Oil firm Total will appear in court next week charged in connection with a major gas leak on one of its North Sea installations.
In March 2012, all 238 workers on board the Elgin platform had to be evacuated as gas started spewing out of the G4 well at the rate of two tonnes an hour.
At one point, about seven million cubic feet of gas was leaking from the platform every day.
In the days following the discovery of the leak, the offshore giant sent two emergency firefighting vessels to the platform, amid fears that the gas leaking from it could ignite.
Air and sea exclusion zones were also set up around the installation – 150 miles east of Aberdeen – as it released the highly flammable hydrocarbon methane.
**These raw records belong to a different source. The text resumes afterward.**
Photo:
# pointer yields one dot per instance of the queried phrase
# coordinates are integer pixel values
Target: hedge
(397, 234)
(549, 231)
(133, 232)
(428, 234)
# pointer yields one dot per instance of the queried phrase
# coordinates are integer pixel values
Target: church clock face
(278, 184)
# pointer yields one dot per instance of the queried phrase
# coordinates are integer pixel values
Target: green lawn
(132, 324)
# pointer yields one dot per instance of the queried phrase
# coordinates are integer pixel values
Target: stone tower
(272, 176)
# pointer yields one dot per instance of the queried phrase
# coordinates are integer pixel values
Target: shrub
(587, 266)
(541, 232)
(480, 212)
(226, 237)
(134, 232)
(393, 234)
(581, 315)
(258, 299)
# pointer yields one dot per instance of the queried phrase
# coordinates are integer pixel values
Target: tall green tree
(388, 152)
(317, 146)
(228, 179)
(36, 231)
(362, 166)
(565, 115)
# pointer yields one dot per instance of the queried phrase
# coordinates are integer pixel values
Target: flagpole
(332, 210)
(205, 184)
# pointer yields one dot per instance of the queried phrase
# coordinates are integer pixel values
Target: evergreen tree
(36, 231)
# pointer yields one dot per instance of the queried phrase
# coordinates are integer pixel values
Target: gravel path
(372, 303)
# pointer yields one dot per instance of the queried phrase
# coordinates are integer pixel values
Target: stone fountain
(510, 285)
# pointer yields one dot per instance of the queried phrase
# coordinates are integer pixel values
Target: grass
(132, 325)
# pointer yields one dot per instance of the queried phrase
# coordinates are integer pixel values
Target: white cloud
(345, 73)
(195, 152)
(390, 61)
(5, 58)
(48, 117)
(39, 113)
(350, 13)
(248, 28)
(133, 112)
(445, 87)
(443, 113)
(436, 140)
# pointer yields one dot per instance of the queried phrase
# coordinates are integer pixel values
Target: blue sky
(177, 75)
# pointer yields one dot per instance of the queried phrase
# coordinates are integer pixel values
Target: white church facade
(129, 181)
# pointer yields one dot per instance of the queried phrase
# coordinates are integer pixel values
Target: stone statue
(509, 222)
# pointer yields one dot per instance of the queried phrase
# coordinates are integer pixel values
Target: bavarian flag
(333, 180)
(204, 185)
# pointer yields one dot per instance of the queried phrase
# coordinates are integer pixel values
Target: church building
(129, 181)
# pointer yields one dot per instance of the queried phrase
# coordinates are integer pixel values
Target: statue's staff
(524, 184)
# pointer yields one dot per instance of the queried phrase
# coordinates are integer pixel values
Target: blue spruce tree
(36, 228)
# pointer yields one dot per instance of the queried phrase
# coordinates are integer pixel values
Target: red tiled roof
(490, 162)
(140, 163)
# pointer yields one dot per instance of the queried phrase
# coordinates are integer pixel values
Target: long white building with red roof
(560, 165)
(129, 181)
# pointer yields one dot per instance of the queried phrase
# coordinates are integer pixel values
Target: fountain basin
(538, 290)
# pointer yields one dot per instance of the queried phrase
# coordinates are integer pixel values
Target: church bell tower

The incident, which led to a full-scale emergency, also resulted in the halt of production on Shell’s nearby Shearwater platform.
There were fears that a drifting gas cloud coming from the Elgin could make its way towards other installations.
As a precaution, a three-mile air exclusion zone was declared and boats were forbidden from sailing within two miles of the abandoned platform.
More than a week later, Total sent a team of experts by helicopter to the stricken platform in order to determine the best course of action to stem the well.
The leak was plugged around two months later by pumping the well full of heavy drilling mud, but efforts continued for months to try to completely secure it with concrete.
In June that year, the company moved 120 workers back onto the instillation and continued to increase the numbers gradually until production commenced again a year after the incident.
The leak caused Total to miss out on about £83million of potential income, according to its financial results for the second quarter of 2012.
The case is due at Aberdeen Sheriff Court on Tuesday under offshore installations regulations.